Here’s a different question for you… Have you seen the Netflix TV series ‘Black mirror’? If so you will be familiar with the episode ‘White Bear’. (If you haven’t it’s definitely worth watch)
Through the episode, Charlie Brooker portrays a fake reality, where it is revealed that the cast are in fact actors on a film set, and the whole episode is staged. There is a reason but I wont go into the plot twist right now however it is important to consider how we could link this with YouTube.
‘The relatable Youtuber’
An audience becomes immersed with the unique world of YouTube and the videos it has to offer,. Viewers are obsessed with watching their ‘perfect lives’ or prank videos but have we ever stopped to question whether the videos we are watching are in fact… a fake reality.
We are frequently told that Youtubers are “just like us” but this is hard to believe when we see them jet off to Paris or New York. It feels somewhat contrived when the following week they are uploading Primark hauls, back to being “just like us and the girl next door”.

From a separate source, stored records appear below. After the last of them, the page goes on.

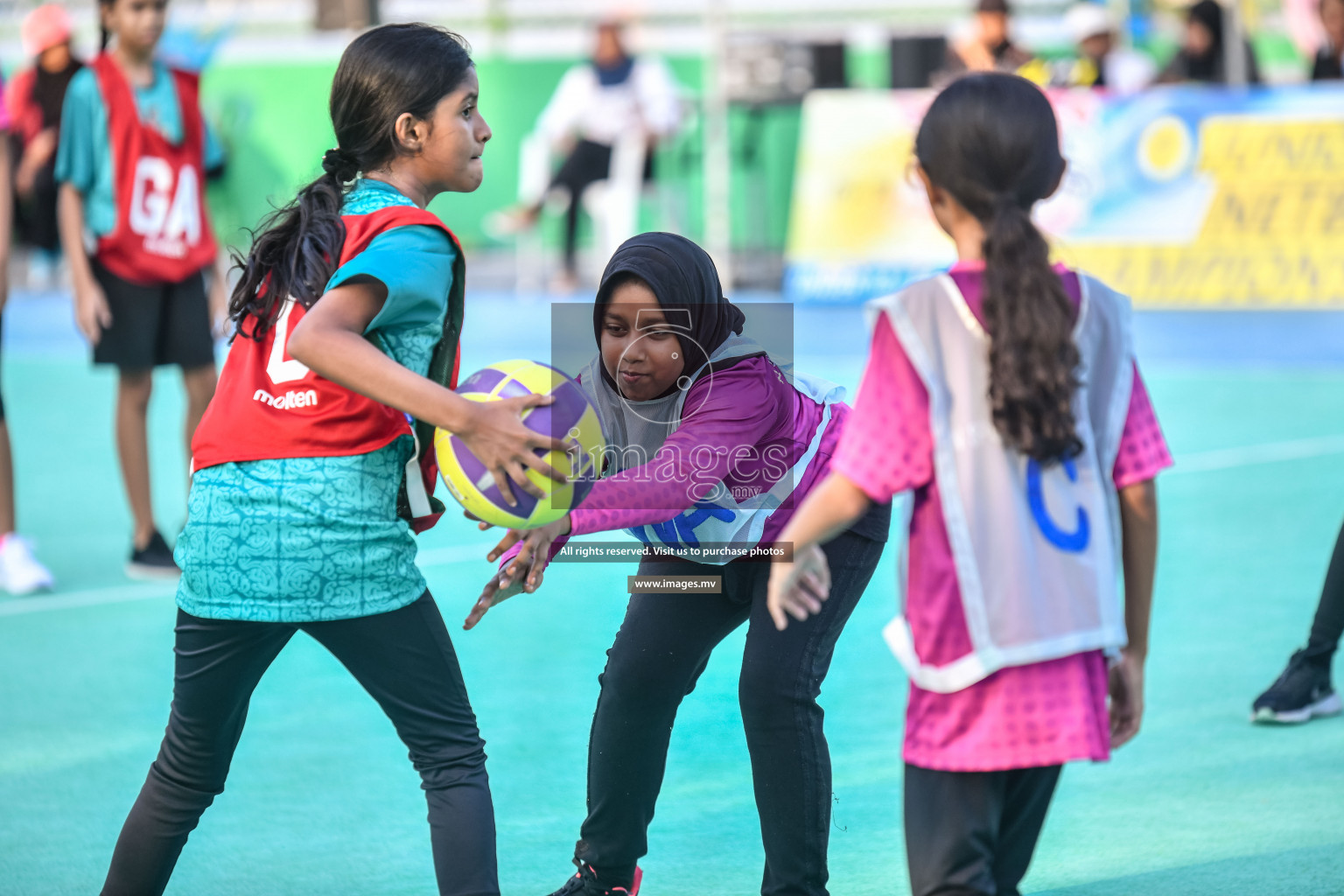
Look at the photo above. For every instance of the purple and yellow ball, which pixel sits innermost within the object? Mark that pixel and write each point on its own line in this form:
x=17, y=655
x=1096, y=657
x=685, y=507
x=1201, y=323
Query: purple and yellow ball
x=570, y=418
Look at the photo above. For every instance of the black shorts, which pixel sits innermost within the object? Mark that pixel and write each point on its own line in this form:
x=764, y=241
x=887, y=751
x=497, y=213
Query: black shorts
x=152, y=326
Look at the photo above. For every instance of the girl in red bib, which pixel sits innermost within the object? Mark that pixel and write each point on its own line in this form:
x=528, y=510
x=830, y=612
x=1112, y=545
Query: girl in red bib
x=132, y=164
x=311, y=464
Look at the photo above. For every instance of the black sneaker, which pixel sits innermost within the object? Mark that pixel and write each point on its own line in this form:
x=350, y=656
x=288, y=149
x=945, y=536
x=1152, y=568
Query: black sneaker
x=153, y=560
x=584, y=884
x=1300, y=695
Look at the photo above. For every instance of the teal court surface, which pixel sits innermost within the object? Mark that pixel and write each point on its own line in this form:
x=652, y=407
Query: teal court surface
x=321, y=798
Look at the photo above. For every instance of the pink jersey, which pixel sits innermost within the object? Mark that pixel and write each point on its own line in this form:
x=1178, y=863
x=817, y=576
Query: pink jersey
x=1042, y=713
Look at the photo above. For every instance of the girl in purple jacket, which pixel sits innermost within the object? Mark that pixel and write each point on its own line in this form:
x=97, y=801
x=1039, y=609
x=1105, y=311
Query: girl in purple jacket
x=711, y=446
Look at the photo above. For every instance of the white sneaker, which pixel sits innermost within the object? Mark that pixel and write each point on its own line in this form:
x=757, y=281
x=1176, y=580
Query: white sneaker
x=19, y=570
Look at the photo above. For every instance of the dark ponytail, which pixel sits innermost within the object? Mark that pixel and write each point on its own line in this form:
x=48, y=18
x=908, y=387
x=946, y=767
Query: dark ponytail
x=382, y=74
x=104, y=35
x=992, y=143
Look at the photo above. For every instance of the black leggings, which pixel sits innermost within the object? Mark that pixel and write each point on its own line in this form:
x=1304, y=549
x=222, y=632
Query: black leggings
x=1328, y=624
x=660, y=650
x=972, y=833
x=402, y=659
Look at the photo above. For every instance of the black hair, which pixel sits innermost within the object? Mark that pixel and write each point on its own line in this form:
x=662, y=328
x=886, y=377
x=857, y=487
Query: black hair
x=104, y=35
x=383, y=73
x=992, y=143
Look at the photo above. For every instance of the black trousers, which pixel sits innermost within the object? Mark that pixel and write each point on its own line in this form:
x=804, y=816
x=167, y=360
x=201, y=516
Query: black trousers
x=402, y=659
x=35, y=215
x=1328, y=624
x=972, y=833
x=660, y=652
x=588, y=164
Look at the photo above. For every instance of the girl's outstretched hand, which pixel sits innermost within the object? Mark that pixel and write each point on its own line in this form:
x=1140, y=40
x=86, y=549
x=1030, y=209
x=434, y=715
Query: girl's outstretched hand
x=507, y=448
x=800, y=587
x=536, y=552
x=500, y=587
x=1126, y=699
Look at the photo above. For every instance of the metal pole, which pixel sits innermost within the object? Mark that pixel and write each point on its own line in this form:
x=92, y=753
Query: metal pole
x=1234, y=45
x=718, y=155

Youtubers uphold the power to selectively choose what is kept within their videos when editing. I’m not saying myself as a viewer that I would like to see arguments or Youtubers being generally upset but I feel like content creators think their audience are naïve. We do realise that nobody’s day can ever be perfect, despite the titles of videos always relating to this perception of perfection. We also have discuss how the personality of Youtubers can be fake they have the desire to need to cover every basis to reach a mass audience, which of course increases their revenue.
Lets talk about controversial Youtube star Jake Paul. Jake founded Team 10, a production company in America made up of different Youtubers. All the members live in the same house and use their collective power to make content together. They have teamed up in the hope of dominating social media and Hollywood. Now I’m a Youtube fanatic but even I didn’t know who they were… maybe it shows my age.
It has also been brought to light through Shane Dawson’s documentaries “The mind of Jake Paul”.
Nick Crompton, Co founder of Team 10 states “I feel like pretty much everyone that’s a little bit older knows that it’s all fake… It’s just difficult to say that they’re fake when there’s still loads of young kids watching and enjoying it”. He further exclaims “But we were making money at the same time and it was a business”.
Crompton adds that one prank in particular — in which Paul destroys a bedroom belonging to former members The Martinez Twins — was also staged. Given that the twins cited it as a major point of contention after their departure, this calls into question their claims that Paul tortured them with his unrelenting antics. We begin to question if anything is real anymore on Youtube.
lies, lies, and more lies
As if pranks aren’t enough, it was recently revealed that he faked his personal relationship with Erika Costell, In an interview with the New York Times he admitted that the whole relationship was fake.
“We’re not even actually dating,” Jake told the Times. “It’s like the WWE. People know that’s fake, and it’s one of the biggest things in entertainment.”
So that Vlog back in June uploaded by Jake Paul titled, “WE ACTUALLY GOT MARRIED…”? Yeah, they didn’t actually get married another tedious example of clickbait. for those of you who don’t know clickbait is the skill of luring in a viewer using a certain title or image for the vide.
Both Jake and Erika kept up the illusion pretty convincingly ‘vlogging’ together as a married couple and tweeting about married life. Paul put out a convincing statement This right here is why people have trust issues, fans would be invested in their relationship, taking their time to watch their Vlogs. Youtubers are manipulating their audience within the digital age.
Established creators have begun to use clickbait to boost their content – or to hide the true nature of the video.